— Извините, папа, мне пора. — Татьяна поднимается, застегивает куртку, поправляет волосы, сокрушенно оглядывая стол: не сумела ни накормить свекра, ни со стола убрать. — В другой раз дослушаю, интересно, конечно, вы рассуждаете, но…
— Обиделась, вижу. Успокою: ты, Таня, не худший медик, ты еще войдешь в дело. У тебя и мама врач, так что деваться было некуда, и за город не зацепилась, где скоро на каждого будет по врачу безработному. Ты ведь высшее образование получала не для того, чтобы выйти замуж, как теперь стало почти непременным? Ну, вот и вспыхнула аленьким цветочком. Шучу. Ты что-то хочешь спросить?
— Старик Потейкин был на охоте, снял бандаж, говорит, мешал шибко, бросил его в зимовье, пока добирался обратно — грыжа вышла, я ее вправила, а бандажа нет. Весной же только ему привезла. Бинт наложила, говорит, с бинтом жить не могу, «все процессы желудочно-кишечные нарушились в организме». Так и заявил. Умирать собрался, просит вас, папа, зайти для прощального разговора, и глухаря здоровенного вам в подарок приготовил.
— Ясно, чудачит варнак. Куражится. Когда я в больнице работал, только ко мне ходил на приемы — к «наиглавному». Потом в сельсовет стал наведываться — лечи, Степаныч! Чем же я тебя здесь лечить буду, у меня, кроме бумаг и телефонных аппаратов, ничего нет. А ты, Степаныч, разговором душевным… С богатой биографией Потейкин. Когда-то возглавлял старательскую бригаду, широко жил, в красных бархатных шароварах по селу расхаживал.

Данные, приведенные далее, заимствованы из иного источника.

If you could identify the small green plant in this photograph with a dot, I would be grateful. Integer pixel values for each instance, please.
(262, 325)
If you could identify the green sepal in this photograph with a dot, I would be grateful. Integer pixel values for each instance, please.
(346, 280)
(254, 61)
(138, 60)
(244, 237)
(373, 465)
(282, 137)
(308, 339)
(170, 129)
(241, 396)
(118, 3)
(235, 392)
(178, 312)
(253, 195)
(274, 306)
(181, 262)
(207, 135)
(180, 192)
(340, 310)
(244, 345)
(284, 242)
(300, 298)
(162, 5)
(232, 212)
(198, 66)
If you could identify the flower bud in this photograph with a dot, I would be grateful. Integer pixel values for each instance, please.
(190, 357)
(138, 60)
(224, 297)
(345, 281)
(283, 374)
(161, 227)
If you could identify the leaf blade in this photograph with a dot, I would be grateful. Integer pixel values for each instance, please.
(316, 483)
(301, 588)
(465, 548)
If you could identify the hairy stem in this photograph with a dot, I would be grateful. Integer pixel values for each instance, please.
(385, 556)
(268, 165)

Дважды отсиживал «по золотому делу», как говорит сам, но и до сих пор чуть что — в тайгу, на ключи, желтый песок искать. Охота у старика — для оправдания, хотя никто его не выслеживает: все и давно разведано в нашей тайге, ключи перекопаны, переполосканы. А мечта в человеке жива, а старое не забывается, и вот он особенным себя мнит, не как все: жизнь-то какую знал! Так что мой клиент, Таня, зайду, поговорю душевно, и умирать Потейкину расхочется, вот только пообещаю к тем белым горам зимой сходить на лыжах, истоки ключей посмотреть.
— Операция ему нужна.
— На восемьдесят восьмом году жизни?
— Частые обострения…
— Да этой грыже у него лет тридцать. Когда я ему еще предлагал операцию! Резаться не дамся, сказал, много резанный, потрошенный, кровь не могу видеть… Не надо трогать стариков. Они вросли в жизнь, как деревья в почву, — упадут в свой срок. Тронешь — усохнет. А бандаж мы ему добудем, пойдет кто на охоту, попрошу, принесут из зимовья.
— Хорошо, папа, мне пора, спасибо за советы.

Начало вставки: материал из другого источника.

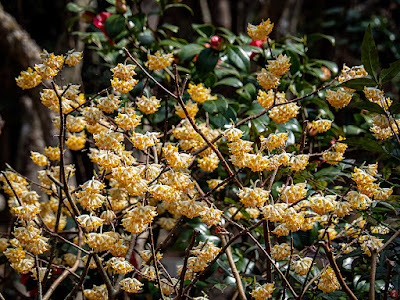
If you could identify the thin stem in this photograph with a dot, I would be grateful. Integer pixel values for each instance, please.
(335, 268)
(81, 279)
(184, 268)
(234, 270)
(38, 278)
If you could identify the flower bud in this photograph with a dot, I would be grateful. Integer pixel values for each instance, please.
(120, 6)
(216, 42)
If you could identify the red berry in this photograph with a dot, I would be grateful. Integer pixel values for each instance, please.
(120, 6)
(216, 42)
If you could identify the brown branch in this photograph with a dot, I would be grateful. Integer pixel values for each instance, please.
(372, 274)
(235, 272)
(81, 279)
(335, 268)
(184, 268)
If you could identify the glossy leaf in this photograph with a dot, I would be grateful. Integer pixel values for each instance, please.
(372, 107)
(317, 36)
(204, 30)
(189, 51)
(231, 81)
(237, 56)
(174, 5)
(359, 83)
(114, 25)
(389, 73)
(206, 61)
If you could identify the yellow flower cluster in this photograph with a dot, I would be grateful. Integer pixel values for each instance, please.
(321, 125)
(175, 159)
(352, 73)
(283, 113)
(159, 61)
(208, 163)
(203, 253)
(335, 155)
(122, 79)
(131, 285)
(191, 108)
(339, 98)
(261, 31)
(136, 219)
(280, 251)
(273, 141)
(255, 197)
(90, 197)
(293, 193)
(302, 265)
(383, 127)
(199, 93)
(328, 281)
(96, 293)
(148, 105)
(118, 265)
(276, 68)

— Всего доброго, Таня. Загляну проведать внука.
Почти неслышно закрывается дверь, Татьяна исчезает в полутемных сенях, потом, как бы всплыв под солнце, промелькивает оранжевым пятном в окнах дома, быстро идет через улицу к своему двору, и Яропольцев, сидя недвижно, смотрит ей вслед, понемногу отстраняясь от только что наговоренного, перечувствованного, ради более важного, ни на минуту не теряемого им в ощущении. Чего?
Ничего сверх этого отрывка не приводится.